How receptive have your clients been to Experimentation and what kinds of challenges have you faced in pitching this approach?
It depends. Some clients also have experimentation baked into their DNA. They are open-minded, curious and don’t come to the table with an idea already in mind. They’re agile and flexible and don’t plan too far down the road.
Other clients can’t be experimental, for a number of reasons. The biggest reason is that the mindset of experimentation doesn’t exist and people are too afraid of failing. Not necessarily afraid, but not incentivized to take risks or try new things.
Last year seemed to be a turning point year, where lots of clients and in-house teams are rethinking how they think about performance, how brand and performance will work together moving forward and how to be more agile.
Because budget plays such a big role in your world, how do you manage expectations with your clients since experiments may not yield expected results every time?
- Take a longer-term approach.
- Give yourself time to learn and improve.
- Partner around bottom of the funnel metrics and solid attribution models.
- Communicate clearly and frequently.
As you learn things through working with your various clients — do you leverage these learnings?

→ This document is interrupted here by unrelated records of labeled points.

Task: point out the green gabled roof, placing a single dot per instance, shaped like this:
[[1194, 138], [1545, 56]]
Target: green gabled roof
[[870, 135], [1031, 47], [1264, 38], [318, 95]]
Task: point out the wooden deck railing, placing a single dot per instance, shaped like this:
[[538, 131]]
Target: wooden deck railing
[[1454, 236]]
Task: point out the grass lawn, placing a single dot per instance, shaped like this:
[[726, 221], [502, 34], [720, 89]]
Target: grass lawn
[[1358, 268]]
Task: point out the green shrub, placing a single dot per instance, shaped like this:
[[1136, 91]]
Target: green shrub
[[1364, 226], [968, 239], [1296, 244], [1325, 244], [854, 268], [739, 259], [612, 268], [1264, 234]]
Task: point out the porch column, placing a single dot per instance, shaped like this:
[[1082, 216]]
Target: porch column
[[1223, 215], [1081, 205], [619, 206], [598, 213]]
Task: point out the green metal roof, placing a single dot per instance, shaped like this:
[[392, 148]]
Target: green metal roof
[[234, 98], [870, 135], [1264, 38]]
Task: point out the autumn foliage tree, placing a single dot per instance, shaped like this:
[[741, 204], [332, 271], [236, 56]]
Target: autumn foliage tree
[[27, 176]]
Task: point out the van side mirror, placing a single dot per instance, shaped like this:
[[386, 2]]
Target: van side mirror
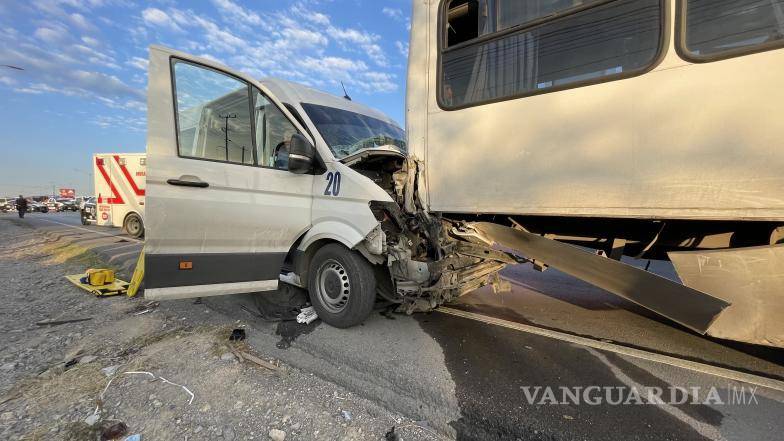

Working on a small handful of platforms and a wide variety of clients gives our teams an intuition about performance marketing that can only come from repetition and iteration. This intuition is critical when it comes to diagnosing campaigns, prioritizing experiments and resuscitating poor campaigns. As our intuition grows, we are able to apply that thinking to other accounts and in other ways.
Obviously, you’ve been heavily involved in Growth, having led that function at Borrowell and authoring a book on Growth Hacking — what are the biggest changes in Growth that you’ve seen over the last couple of years?
- People are sick of talking about it, but they’re not doing it.
- Incentives don’t exist in large companies for people to try new things. They’re too busy covering their butts.
- Proper common sense measurement is holding people back from true growth.
- There’s not enough growth talent — everyone is looking for the same people, who aren’t being produced in sufficient quantity.
The same could be said about PMs and Experimenters. Go on.
- Brand and performance needs to come together. So does media and creative.
- Each channel needs its own voice and personality, and few brands are set up to support that need.
Privacy is a big concern for more and more people. How is this impacting your world and how are you navigating those waters?
We don’t accept client personal data. They upload and anonymize and we simply use the audiences in aggregate.
Changing gears. You’re pretty active on Twitter, I know because I follow you. I have to say you’re pretty hilarious. How much of that humour translates into your company culture?
I appreciate that. Nicest compliment of 2020. I’m very sarcastic and in my older age I’m trying to find the right balance between sarcasm and snark.
I can totally relate. How’s that working out for you?
It’s a work in progress. I like to have fun and I like people to have fun. I think we take things too seriously and don’t properly understand the human condition — ie — the rules of play that we all agree to when we decide to inhabit this ball.
“Sean Ellis is my homeboy.”
I have a feeling you may like this segment. It’s what I affectionately call the Lightning Round!
Grow your user base or drive for profitability?
Profitability but took a long time to realize.
Andrew Chen or Sean Ellis?
Sean Ellis is my homeboy.
How often have you wanted to fire a client?
It happens from time to time 🙂
Are there any last words you’d like to share with our readers?
Be happy. No one can take it away from you.